El Indio fue mito antes de morir

Un lider del rock que generó una cultura de masas. Como el peronismo de otra época, una evocación popular inexplicable.

2 min de lectura Actualizado: 06/06/2026
El Indio fue mito antes de morir

El encargado de un bar lloraba como un niño. Sus empleados le acariciaron la cabeza mientras en el zócalo de la TV se replicaba la peor noticia que en un viernes se pueda recibir. El Indio Solari había muerto en su mansión de Parque Leloir. Dentro de una pileta climatizada que le servia como terapia de alivio al Parkinson que sufría. Misterioso final para una vida plagada de enigmas y pasiones desbordantes.

La tribu ricotera aguarda el llamado de la última misa. Una despedida que promete ser multitudinaria. Con el rito de choque contra las fuerzas de seguridad.  ¿Dónde podrían tocar los Redondos para evitar muertos? Siempre fue la pregunta que envolvió ese fenómeno social.

Martin Menem se anticipó a decir que el Parlamento no es un lugar apropiado para contener a la multitud de los seguidores del Indio Solari. Máximo Kirchner se acercó a la familia para proponer territorio bonaerense como escenario del duelo. El cuerpo del músico es un símbolo de pujas políticas por estas horas. Un cadáver exquisito con miles de viudos.

El caso Bullacio, el pibe que mataron después en un recital en Obras Sanitarias en una comisaria donde fue torturado, fue el bautismo de fuego para la cultura de la resistencia de sus seguidores. Remeras negras, tinte anárquico, visión anti sistema y autoridad. Eso pasó a ser ricotero.

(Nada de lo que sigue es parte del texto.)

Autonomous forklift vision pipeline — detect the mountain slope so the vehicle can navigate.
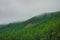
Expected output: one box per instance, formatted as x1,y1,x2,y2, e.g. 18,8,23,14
0,12,60,40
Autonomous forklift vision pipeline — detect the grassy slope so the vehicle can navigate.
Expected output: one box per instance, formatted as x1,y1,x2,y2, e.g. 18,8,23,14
0,12,60,40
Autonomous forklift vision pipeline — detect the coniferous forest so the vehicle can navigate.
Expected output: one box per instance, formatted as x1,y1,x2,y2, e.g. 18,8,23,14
0,11,60,40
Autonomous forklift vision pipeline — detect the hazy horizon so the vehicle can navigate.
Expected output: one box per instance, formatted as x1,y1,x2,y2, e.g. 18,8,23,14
0,0,60,24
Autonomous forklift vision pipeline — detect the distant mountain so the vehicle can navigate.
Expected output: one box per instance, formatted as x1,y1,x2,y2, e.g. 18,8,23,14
0,11,60,40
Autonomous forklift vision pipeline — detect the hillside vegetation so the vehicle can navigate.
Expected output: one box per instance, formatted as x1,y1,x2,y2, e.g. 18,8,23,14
0,11,60,40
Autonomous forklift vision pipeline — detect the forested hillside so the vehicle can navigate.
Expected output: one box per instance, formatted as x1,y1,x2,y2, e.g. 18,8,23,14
0,11,60,40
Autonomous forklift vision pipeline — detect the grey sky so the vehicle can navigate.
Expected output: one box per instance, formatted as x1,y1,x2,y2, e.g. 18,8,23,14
0,0,60,24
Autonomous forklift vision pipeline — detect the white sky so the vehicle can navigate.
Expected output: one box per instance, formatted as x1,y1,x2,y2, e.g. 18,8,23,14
0,0,60,24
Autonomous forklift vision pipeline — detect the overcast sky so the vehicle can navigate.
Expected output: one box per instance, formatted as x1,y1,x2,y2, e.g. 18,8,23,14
0,0,60,24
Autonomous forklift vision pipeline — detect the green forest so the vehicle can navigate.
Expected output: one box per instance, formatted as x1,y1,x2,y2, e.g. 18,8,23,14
0,11,60,40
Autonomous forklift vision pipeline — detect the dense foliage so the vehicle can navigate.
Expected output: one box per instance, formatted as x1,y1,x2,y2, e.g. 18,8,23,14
0,12,60,40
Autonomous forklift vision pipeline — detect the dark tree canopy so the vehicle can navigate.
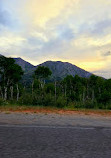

Cualquier dirigente social envidiaría su poder de convocatoria. Se hizo millonario sin transar con las grandes discográficas.  Fue la teoría del "aguante ", expresando un lado de la grieta. En definitiva, como dice una de sus canciones: "Si esta cárcel sigue así, todo preso es político".

La ceremonia religiosa tiene sus ritos específicos. No basta con haber participado de algún pogo o haber insultado a un uniformado. Se necesita tener todos los sacramentos encima.

Solari había expresado, en recientes entrevistas, su falta de temor a la muerte. La tomaba como un hecho poético. "Solo me falta saber la fecha o el lugar y allí iré cantando".